Ein Ort, an dem jeder und jede einfach sein kann
Es ist eine Schule der Empathie, durch die ich dort für einen knappen Tag gegangen bin, und vielleicht ist dieser Abend in der Tonhalle St. Gallen ja etwas ganz Ähnliches: SZBlind will uns zeigen, wie sich die Welt für die grosse Zahl von 57’000 Menschen mit Hörsehbehinderung anfühlt. Und noch etwas soll auf diese freundliche Weise klar werden: Menschen mit Hörsehbehinderung wollen dazugehören. Sie wollen Kultur und Konzerte ebenso erleben wie andere auch. Sie haben uns etwas zu sagen.
Konzert und Theater St. Gallen leistet das in dieser Saison noch auf einer anderen Ebene. Es hat das «Komiktheater St. Gallen» – eine Theatertruppe für Menschen mit Beeinträchtigung – eingeladen, an einer Inszenierung von Shakespeares «Sturm» teilzunehmen, und es ist ein anarchisches Fest des Lebens daraus geworden. «Sie spielen nicht, sie sind», schreibt die Berichterstatterin des «St. Galler Tagblatts», sie «richten sich ihre Insel ein als einen Ort, an dem jede und jeder einfach sein kann».

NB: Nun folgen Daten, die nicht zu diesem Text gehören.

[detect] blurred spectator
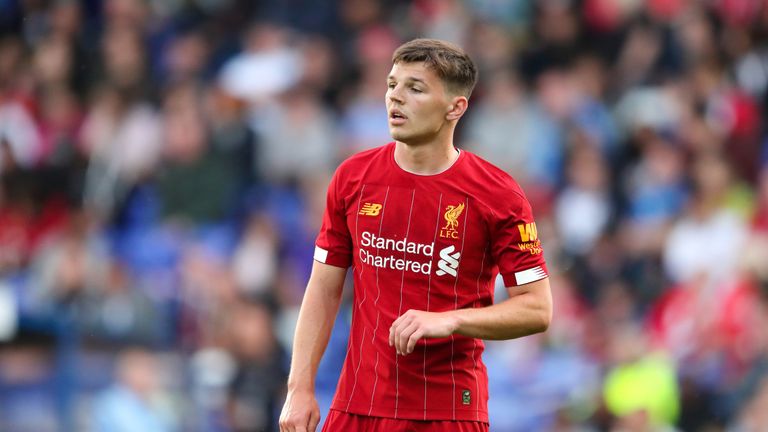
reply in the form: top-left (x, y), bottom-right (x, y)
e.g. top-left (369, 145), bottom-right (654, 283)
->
top-left (664, 155), bottom-right (747, 283)
top-left (156, 85), bottom-right (242, 223)
top-left (228, 303), bottom-right (288, 432)
top-left (92, 349), bottom-right (178, 432)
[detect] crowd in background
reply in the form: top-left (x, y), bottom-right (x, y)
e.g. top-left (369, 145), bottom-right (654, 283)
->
top-left (0, 0), bottom-right (768, 432)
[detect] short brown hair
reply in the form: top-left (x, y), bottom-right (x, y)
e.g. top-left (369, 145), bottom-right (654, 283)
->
top-left (392, 39), bottom-right (477, 97)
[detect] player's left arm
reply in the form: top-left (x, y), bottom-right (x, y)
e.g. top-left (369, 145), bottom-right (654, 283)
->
top-left (389, 277), bottom-right (552, 355)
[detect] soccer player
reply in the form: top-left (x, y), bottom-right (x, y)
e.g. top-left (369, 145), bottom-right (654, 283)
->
top-left (280, 39), bottom-right (552, 432)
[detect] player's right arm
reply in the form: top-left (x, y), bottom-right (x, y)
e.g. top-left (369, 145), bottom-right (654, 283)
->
top-left (280, 261), bottom-right (347, 432)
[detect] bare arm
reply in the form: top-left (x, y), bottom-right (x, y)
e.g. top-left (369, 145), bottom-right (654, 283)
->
top-left (280, 261), bottom-right (347, 432)
top-left (389, 278), bottom-right (552, 355)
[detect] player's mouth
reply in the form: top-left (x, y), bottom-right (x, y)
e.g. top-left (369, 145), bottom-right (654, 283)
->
top-left (389, 109), bottom-right (408, 126)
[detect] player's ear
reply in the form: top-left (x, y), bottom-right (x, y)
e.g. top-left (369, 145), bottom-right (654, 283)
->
top-left (445, 96), bottom-right (469, 120)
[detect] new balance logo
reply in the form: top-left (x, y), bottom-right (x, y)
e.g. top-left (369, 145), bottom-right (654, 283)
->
top-left (435, 246), bottom-right (461, 277)
top-left (358, 203), bottom-right (381, 216)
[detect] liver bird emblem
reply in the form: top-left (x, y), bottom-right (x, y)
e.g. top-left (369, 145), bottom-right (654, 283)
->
top-left (443, 203), bottom-right (464, 230)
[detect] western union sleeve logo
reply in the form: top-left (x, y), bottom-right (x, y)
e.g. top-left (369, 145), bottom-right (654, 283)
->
top-left (517, 222), bottom-right (539, 243)
top-left (517, 222), bottom-right (543, 255)
top-left (358, 203), bottom-right (381, 216)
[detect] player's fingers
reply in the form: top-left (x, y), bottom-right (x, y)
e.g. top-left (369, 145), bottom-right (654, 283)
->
top-left (395, 322), bottom-right (419, 355)
top-left (405, 328), bottom-right (424, 354)
top-left (389, 315), bottom-right (408, 346)
top-left (307, 410), bottom-right (320, 432)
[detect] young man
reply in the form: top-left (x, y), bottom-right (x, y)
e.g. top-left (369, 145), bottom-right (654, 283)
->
top-left (280, 39), bottom-right (552, 432)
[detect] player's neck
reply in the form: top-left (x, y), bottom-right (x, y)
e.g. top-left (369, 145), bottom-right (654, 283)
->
top-left (395, 141), bottom-right (459, 175)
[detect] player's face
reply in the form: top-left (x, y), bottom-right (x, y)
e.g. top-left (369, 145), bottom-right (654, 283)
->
top-left (386, 63), bottom-right (452, 145)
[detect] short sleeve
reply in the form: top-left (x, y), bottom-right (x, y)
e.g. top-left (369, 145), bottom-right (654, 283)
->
top-left (490, 191), bottom-right (549, 287)
top-left (314, 169), bottom-right (352, 268)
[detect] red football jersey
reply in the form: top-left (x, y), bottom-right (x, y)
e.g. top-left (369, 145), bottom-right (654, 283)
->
top-left (315, 143), bottom-right (547, 422)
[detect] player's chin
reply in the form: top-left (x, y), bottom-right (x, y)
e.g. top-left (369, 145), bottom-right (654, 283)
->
top-left (389, 126), bottom-right (411, 142)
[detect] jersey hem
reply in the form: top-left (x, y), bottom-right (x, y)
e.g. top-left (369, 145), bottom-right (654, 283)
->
top-left (330, 400), bottom-right (488, 423)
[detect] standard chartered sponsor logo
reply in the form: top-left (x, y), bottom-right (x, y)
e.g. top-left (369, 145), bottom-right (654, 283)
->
top-left (359, 231), bottom-right (435, 274)
top-left (435, 245), bottom-right (461, 277)
top-left (359, 231), bottom-right (461, 277)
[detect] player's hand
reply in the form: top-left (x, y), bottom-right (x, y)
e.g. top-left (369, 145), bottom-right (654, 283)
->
top-left (389, 309), bottom-right (458, 355)
top-left (280, 390), bottom-right (320, 432)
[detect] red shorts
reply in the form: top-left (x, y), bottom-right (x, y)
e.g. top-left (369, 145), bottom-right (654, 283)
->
top-left (323, 410), bottom-right (488, 432)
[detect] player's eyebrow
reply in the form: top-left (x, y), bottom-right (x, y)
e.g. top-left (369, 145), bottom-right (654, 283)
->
top-left (387, 75), bottom-right (427, 85)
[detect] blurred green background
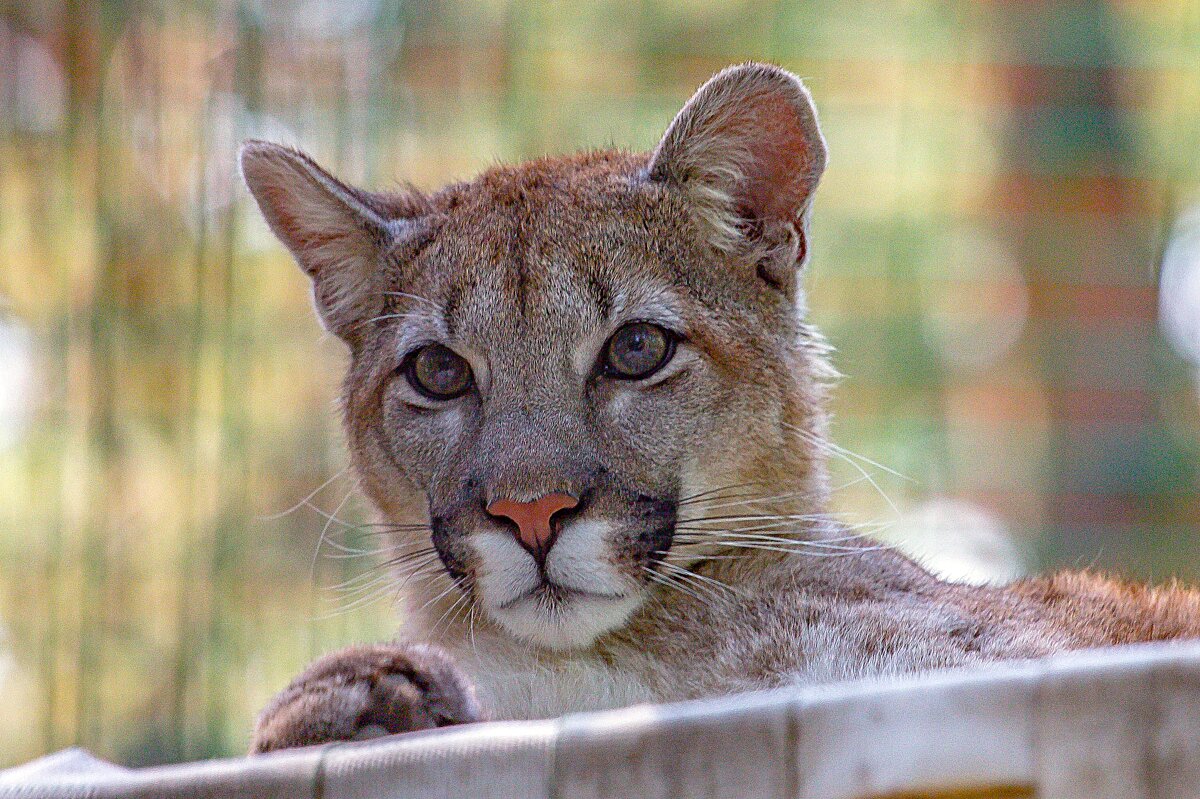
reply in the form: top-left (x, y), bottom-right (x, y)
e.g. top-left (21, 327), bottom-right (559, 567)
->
top-left (0, 0), bottom-right (1200, 765)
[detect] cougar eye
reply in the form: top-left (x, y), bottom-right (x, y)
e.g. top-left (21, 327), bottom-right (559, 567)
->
top-left (604, 322), bottom-right (676, 380)
top-left (402, 344), bottom-right (472, 400)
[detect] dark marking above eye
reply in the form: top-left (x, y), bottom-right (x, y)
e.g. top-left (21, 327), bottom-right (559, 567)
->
top-left (586, 272), bottom-right (612, 319)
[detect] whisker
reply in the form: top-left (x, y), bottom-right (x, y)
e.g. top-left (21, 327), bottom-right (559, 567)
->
top-left (662, 561), bottom-right (737, 594)
top-left (383, 292), bottom-right (444, 313)
top-left (676, 482), bottom-right (758, 505)
top-left (258, 467), bottom-right (350, 522)
top-left (308, 486), bottom-right (358, 581)
top-left (642, 566), bottom-right (704, 603)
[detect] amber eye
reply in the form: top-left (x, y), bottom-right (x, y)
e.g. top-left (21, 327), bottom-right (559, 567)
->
top-left (604, 322), bottom-right (676, 380)
top-left (402, 344), bottom-right (472, 400)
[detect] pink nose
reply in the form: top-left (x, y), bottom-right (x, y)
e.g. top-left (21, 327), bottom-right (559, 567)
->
top-left (487, 494), bottom-right (580, 561)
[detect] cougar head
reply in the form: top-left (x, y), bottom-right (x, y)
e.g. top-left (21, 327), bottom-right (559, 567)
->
top-left (241, 64), bottom-right (827, 649)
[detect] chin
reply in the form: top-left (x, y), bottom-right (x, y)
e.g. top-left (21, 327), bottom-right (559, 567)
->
top-left (488, 589), bottom-right (641, 651)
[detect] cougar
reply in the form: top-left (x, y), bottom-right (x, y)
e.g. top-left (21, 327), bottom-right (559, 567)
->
top-left (240, 64), bottom-right (1200, 752)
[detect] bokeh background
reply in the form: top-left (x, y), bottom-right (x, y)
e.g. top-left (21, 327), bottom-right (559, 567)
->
top-left (0, 0), bottom-right (1200, 765)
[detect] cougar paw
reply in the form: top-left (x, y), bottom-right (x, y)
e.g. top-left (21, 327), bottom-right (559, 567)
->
top-left (251, 644), bottom-right (482, 753)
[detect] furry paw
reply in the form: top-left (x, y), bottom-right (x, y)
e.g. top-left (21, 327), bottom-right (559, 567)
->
top-left (250, 644), bottom-right (482, 753)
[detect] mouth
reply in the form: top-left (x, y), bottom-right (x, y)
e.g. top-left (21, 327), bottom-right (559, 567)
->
top-left (497, 579), bottom-right (625, 611)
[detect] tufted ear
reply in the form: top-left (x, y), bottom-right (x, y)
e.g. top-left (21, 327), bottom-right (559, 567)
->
top-left (239, 140), bottom-right (407, 346)
top-left (649, 64), bottom-right (826, 287)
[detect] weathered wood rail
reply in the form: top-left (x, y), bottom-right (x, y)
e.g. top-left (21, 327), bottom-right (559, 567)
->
top-left (0, 643), bottom-right (1200, 799)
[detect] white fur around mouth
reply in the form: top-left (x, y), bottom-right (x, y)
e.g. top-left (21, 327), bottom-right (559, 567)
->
top-left (472, 521), bottom-right (642, 649)
top-left (496, 581), bottom-right (626, 611)
top-left (488, 590), bottom-right (641, 650)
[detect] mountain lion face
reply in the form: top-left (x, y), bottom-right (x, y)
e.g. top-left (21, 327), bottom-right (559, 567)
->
top-left (242, 66), bottom-right (824, 649)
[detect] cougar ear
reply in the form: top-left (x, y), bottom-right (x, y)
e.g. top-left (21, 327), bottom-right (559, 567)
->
top-left (239, 140), bottom-right (407, 346)
top-left (649, 64), bottom-right (826, 286)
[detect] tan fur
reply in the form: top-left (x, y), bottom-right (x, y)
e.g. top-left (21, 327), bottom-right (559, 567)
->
top-left (242, 65), bottom-right (1200, 750)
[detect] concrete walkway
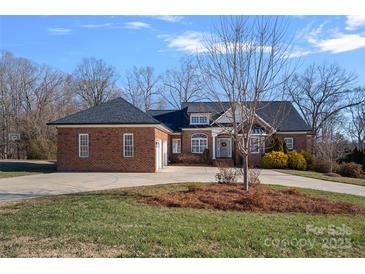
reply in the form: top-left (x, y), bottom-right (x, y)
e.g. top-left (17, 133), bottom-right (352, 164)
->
top-left (0, 166), bottom-right (365, 200)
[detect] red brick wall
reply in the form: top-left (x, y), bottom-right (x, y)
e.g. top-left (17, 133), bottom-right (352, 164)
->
top-left (155, 128), bottom-right (170, 166)
top-left (178, 129), bottom-right (213, 162)
top-left (274, 133), bottom-right (312, 152)
top-left (57, 127), bottom-right (156, 172)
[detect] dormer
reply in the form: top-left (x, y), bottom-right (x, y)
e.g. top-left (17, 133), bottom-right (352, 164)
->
top-left (190, 112), bottom-right (210, 125)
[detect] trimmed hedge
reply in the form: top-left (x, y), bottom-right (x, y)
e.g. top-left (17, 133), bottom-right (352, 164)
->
top-left (287, 150), bottom-right (307, 170)
top-left (261, 151), bottom-right (288, 168)
top-left (339, 162), bottom-right (363, 178)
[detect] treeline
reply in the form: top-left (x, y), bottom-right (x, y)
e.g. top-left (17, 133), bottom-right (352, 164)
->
top-left (0, 48), bottom-right (365, 159)
top-left (0, 52), bottom-right (201, 159)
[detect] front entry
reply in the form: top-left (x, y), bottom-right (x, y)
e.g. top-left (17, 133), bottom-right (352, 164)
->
top-left (217, 138), bottom-right (232, 158)
top-left (156, 140), bottom-right (162, 170)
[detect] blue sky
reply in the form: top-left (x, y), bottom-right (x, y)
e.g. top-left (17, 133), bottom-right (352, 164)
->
top-left (0, 16), bottom-right (365, 85)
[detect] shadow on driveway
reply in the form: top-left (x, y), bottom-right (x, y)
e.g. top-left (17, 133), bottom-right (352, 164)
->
top-left (0, 160), bottom-right (56, 173)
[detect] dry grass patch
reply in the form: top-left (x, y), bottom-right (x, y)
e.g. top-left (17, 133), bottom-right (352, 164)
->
top-left (140, 184), bottom-right (365, 214)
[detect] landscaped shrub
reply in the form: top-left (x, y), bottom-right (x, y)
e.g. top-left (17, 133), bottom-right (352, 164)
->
top-left (339, 163), bottom-right (362, 178)
top-left (261, 151), bottom-right (288, 168)
top-left (215, 166), bottom-right (242, 184)
top-left (288, 150), bottom-right (307, 170)
top-left (203, 148), bottom-right (210, 164)
top-left (311, 158), bottom-right (336, 173)
top-left (283, 141), bottom-right (289, 154)
top-left (300, 150), bottom-right (313, 169)
top-left (270, 138), bottom-right (284, 152)
top-left (342, 148), bottom-right (365, 171)
top-left (174, 153), bottom-right (203, 164)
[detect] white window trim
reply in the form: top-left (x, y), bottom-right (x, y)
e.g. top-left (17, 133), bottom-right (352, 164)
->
top-left (250, 136), bottom-right (265, 154)
top-left (172, 138), bottom-right (181, 154)
top-left (190, 114), bottom-right (209, 125)
top-left (250, 137), bottom-right (260, 154)
top-left (123, 133), bottom-right (134, 158)
top-left (79, 133), bottom-right (90, 158)
top-left (190, 133), bottom-right (209, 154)
top-left (284, 137), bottom-right (294, 150)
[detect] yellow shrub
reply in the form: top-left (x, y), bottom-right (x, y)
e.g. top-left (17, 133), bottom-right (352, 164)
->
top-left (287, 150), bottom-right (307, 170)
top-left (261, 151), bottom-right (288, 168)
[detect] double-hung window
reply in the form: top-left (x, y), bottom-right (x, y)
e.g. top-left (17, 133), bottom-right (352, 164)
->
top-left (191, 133), bottom-right (208, 153)
top-left (250, 137), bottom-right (260, 154)
top-left (123, 133), bottom-right (134, 157)
top-left (79, 133), bottom-right (89, 158)
top-left (190, 114), bottom-right (209, 125)
top-left (284, 138), bottom-right (294, 150)
top-left (172, 139), bottom-right (181, 154)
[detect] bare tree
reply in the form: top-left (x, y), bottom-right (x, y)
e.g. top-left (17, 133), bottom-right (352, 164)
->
top-left (315, 116), bottom-right (351, 173)
top-left (163, 57), bottom-right (202, 109)
top-left (348, 99), bottom-right (365, 150)
top-left (123, 66), bottom-right (160, 111)
top-left (286, 64), bottom-right (364, 143)
top-left (199, 17), bottom-right (290, 190)
top-left (0, 52), bottom-right (75, 158)
top-left (73, 57), bottom-right (119, 107)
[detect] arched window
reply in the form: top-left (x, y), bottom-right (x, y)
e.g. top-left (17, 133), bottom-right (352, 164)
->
top-left (191, 133), bottom-right (208, 153)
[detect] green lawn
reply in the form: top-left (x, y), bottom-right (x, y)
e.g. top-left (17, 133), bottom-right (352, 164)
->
top-left (276, 169), bottom-right (365, 186)
top-left (0, 184), bottom-right (365, 257)
top-left (0, 160), bottom-right (56, 179)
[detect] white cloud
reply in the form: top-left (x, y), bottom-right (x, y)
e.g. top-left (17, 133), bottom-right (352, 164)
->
top-left (48, 28), bottom-right (72, 35)
top-left (124, 21), bottom-right (151, 29)
top-left (286, 49), bottom-right (313, 58)
top-left (311, 33), bottom-right (365, 53)
top-left (301, 21), bottom-right (365, 54)
top-left (346, 15), bottom-right (365, 30)
top-left (153, 15), bottom-right (184, 23)
top-left (81, 23), bottom-right (115, 29)
top-left (164, 31), bottom-right (206, 53)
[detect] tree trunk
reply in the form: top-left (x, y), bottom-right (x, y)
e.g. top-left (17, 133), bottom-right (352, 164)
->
top-left (242, 155), bottom-right (248, 191)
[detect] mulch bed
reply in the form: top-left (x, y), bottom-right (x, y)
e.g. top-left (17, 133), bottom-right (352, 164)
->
top-left (141, 184), bottom-right (365, 214)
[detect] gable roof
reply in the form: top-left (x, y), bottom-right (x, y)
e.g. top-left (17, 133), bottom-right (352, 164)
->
top-left (166, 101), bottom-right (311, 132)
top-left (147, 108), bottom-right (189, 131)
top-left (48, 97), bottom-right (161, 125)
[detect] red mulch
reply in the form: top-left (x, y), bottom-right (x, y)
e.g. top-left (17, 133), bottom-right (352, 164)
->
top-left (141, 184), bottom-right (365, 214)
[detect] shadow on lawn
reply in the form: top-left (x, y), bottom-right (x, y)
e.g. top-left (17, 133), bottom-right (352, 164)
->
top-left (0, 160), bottom-right (56, 173)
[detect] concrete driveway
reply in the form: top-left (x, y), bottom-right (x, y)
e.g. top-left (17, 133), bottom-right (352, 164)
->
top-left (0, 166), bottom-right (365, 200)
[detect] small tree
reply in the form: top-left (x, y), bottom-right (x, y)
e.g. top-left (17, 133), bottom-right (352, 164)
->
top-left (199, 17), bottom-right (291, 190)
top-left (73, 58), bottom-right (119, 107)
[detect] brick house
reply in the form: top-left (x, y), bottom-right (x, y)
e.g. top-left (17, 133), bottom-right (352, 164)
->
top-left (48, 98), bottom-right (312, 172)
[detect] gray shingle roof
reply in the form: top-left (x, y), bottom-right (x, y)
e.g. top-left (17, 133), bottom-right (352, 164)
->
top-left (48, 98), bottom-right (161, 125)
top-left (147, 108), bottom-right (189, 131)
top-left (155, 101), bottom-right (311, 131)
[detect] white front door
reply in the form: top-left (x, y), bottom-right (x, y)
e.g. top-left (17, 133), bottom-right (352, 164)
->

Während ich über das Menschsein nachdenke, über Nähe und Freude und über die Barrieren, die wir gern um uns herum bauen, schreitet der Abend voran. Das Sinfonieorchester St. Gallen hat Antonín Dvořáks Sinfonie Nr. 7 d-Moll in Angriff genommen, wundervolle Cellokantilenen berühren meine Seele. Dann ist es fertig, dieses Erlebnis, das lange nachhallen wird. «Was mache ich denn nun mit meinem Ballon», fragt eine Besucherin ihre Begleiterin, während wir die Treppe hinuntergehen. «Ich würde ihn nach Hause nehmen», antworte ich.